I’ve seen a mom physically pull her son out of a line of rioting boys and yank the ski mask from his head, yelling at him “Take that mask off!” I’ve watched that mom, Toya Graham, whose name we’ve now learned, interviewed by my friend and (great!) mom Gayle King on CBS This Morning while wondering too, “What might we do to intervene?”
I’ve watched a generation of human beings, most of them people of color, trip into a punitive prison system, rigid and rough. I’ve gasped for breath, as the overwhelming emotion gripping the collective consciousness is deep, deep grief.

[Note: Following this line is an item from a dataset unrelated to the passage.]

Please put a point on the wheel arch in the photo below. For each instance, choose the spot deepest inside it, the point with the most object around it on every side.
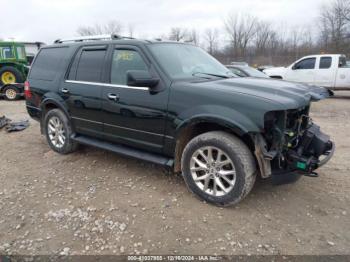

Grief is the normal response to sorrow, emotion, and confusion that comes from losing someone or something important to you. When that loss is experienced on a community-wide basis, you have what’s known as community grief. We hurt. We are confused. We are longing for change, some more self-aware of what that might mean and need and be, than others.
People in Baltimore have lost a sense of safety and trust in each other. Ferguson before them. Crown Heights before them. Selma, long before them.
The hurting we see in Baltimore right now will take a long time to heal, but facing the challenge that comes in the weeks, months and years ahead is what the practical work will involve. Some grief will turn to satisfaction as the cops are tried and justice is served, as we watch from our place on the web.
For me, in my movie, it always starts with an invitation to change. I have made that invitation to my friends, and enemies alike (yes, enemies) to make a place at the table for conversation and a change plan. That is the only way grief gives way to hope. In hope, the web melts away, freeing each one of us.
May we all grow and learn, throwing rigid rules and battleground beliefs no longer serving us, aside.